The Red Sox pitcher earlier in the week had expressed his disgust that A-Rod was playing while his suspension was being appealed, leading to speculation that maybe he'd have a necktie for the Yankees' third baseman. But the Sox right-hander did not allow his focus to wander in Boston's 6-1 win over the Yankees.

While A-Rod's lawyer was launching head-high fastballs at the Yankees, claiming in a New York Times interview that the club played Rodriguez while he was hurt in hopes of hastening an end to his career, Lackey stayed on course, which on this day meant inducing the Yankees to pound baseballs into the ground with regularity. The Yankees grounded into 15 outs in the 6 2/3 innings worked by Lackey, who fielded five comebackers like a right-handed Jim Kaat, the lefty pitcher who won 16 Gold Gloves before retiring to the broadcast booth.
After a couple of three-error nights, the Sox defense was flawless Saturday, with shortstop Stephen Drew turning a pop fly into shallow center into a double play and second baseman Dustin Pedroia triggering one of the day's biggest cheers when he robbed Rodriguez of a hit with a diving stop in the sixth.
While Lackey kept the Yankees at bay, allowing just a run on six hits and three walks, the Red Sox, who have had a hellacious time scoring runs of late (14 in their last five games), broke through against Hiroki Kuroda, not the ideal guy to break out of a funk against.
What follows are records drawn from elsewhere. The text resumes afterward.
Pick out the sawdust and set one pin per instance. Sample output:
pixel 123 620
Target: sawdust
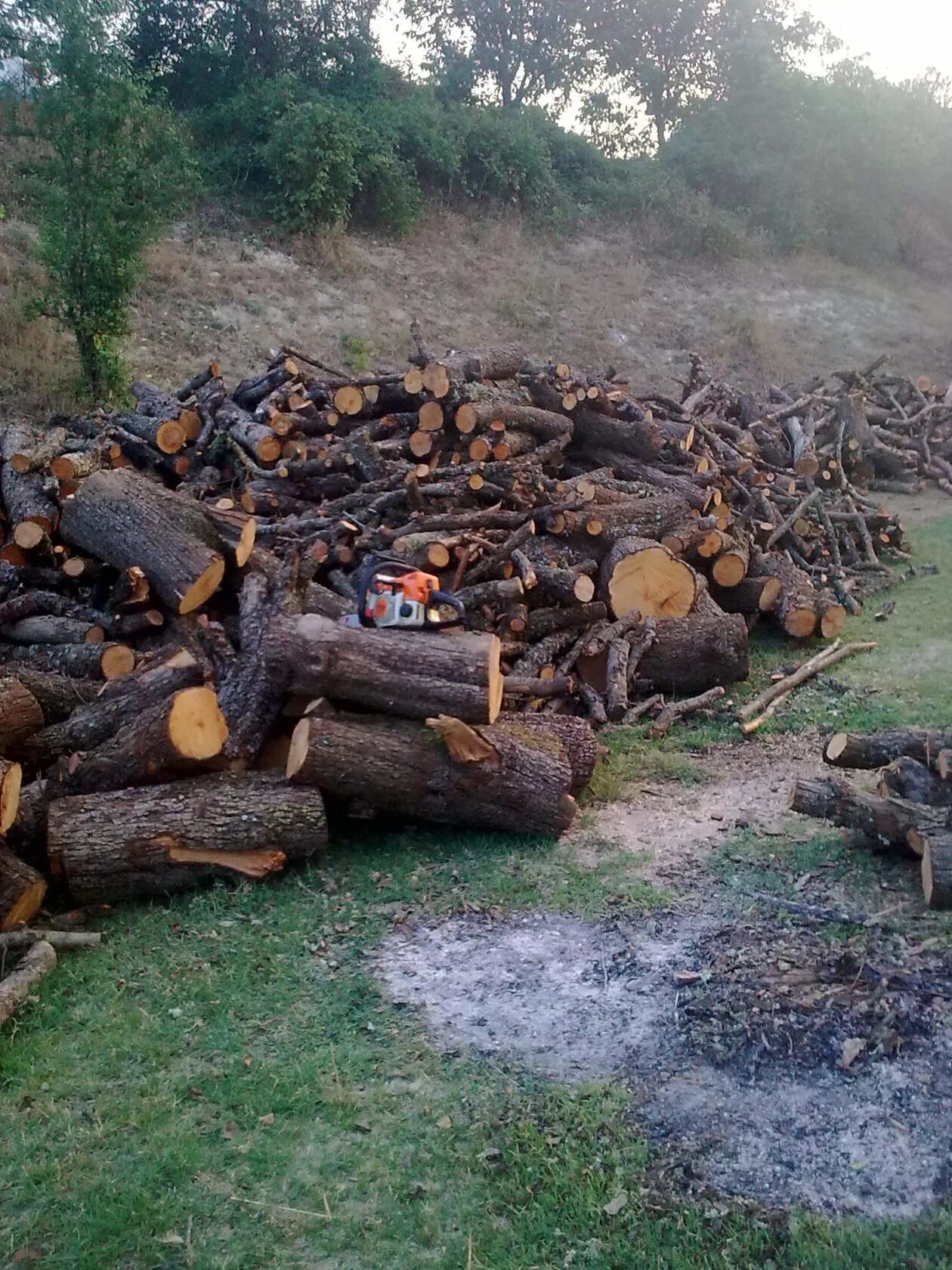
pixel 677 826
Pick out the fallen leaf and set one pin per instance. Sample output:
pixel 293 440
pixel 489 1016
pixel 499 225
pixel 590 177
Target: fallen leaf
pixel 614 1206
pixel 852 1048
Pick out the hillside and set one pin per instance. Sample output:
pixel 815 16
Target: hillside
pixel 221 286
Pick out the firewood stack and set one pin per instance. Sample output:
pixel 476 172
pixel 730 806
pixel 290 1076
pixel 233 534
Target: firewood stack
pixel 177 689
pixel 912 808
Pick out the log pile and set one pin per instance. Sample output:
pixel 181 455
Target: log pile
pixel 910 808
pixel 178 694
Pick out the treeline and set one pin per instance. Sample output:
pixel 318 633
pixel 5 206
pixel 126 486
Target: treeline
pixel 696 119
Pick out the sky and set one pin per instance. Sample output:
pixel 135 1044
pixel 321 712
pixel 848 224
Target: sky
pixel 900 39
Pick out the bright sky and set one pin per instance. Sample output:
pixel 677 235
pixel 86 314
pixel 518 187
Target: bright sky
pixel 900 39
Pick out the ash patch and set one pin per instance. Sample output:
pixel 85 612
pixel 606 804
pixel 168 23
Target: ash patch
pixel 730 1038
pixel 569 999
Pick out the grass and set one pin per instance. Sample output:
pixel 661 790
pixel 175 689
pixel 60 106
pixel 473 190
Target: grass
pixel 221 1085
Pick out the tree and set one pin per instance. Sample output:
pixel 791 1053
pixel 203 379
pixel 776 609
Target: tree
pixel 518 51
pixel 669 55
pixel 113 175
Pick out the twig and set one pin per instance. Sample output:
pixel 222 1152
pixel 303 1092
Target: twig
pixel 828 657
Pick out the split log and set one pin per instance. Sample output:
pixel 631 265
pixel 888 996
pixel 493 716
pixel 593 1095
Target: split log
pixel 848 750
pixel 409 674
pixel 796 609
pixel 126 519
pixel 165 838
pixel 37 962
pixel 20 715
pixel 937 868
pixel 95 723
pixel 909 779
pixel 885 819
pixel 22 891
pixel 172 739
pixel 515 782
pixel 640 575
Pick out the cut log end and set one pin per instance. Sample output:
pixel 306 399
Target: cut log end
pixel 197 728
pixel 205 586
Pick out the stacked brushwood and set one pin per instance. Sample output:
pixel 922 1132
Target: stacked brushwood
pixel 912 807
pixel 177 687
Kuroda came into the game with an 0.94 ERA since the start of July and in five of his seven starts during that span posted only zeroes.
But the Sox broke through with three runs in the fourth, a double lined on one hop into the right-field seats by David Ortiz the opening salvo and a throwing error by first baseman Lyle Overbay providing the break the Sox needed. Throw in a surprise double steal with Mike Carp at the front end, a play that might have startled even umpire Bill Welke, who failed to acknowledge that Carp had been tagged out by Rodriguez, and singles by Will Middlebrooks and Jacoby Ellsbury and the Sox had three runs.
They added two more in the sixth on a double by Daniel Nava, an RBI single by Jarrod Saltalamacchia after a prolonged duel with Kuroda and an RBI double by Ellsbury, who had three hits on the day.
Ortiz then blasted his 24th home run off Yankees reliever Adam Warren in the seventh to make it 6-1.
The win broke a three-game losing streak and preserved the Sox's distinction as the only team in the big leagues without a losing streak of four games or more. They also were assured of awakening Sunday still in sole possession of first place in the American League East. They began Saturday a game up on the Tampa Bay Rays, who were playing Toronto on Saturday night in the Trop.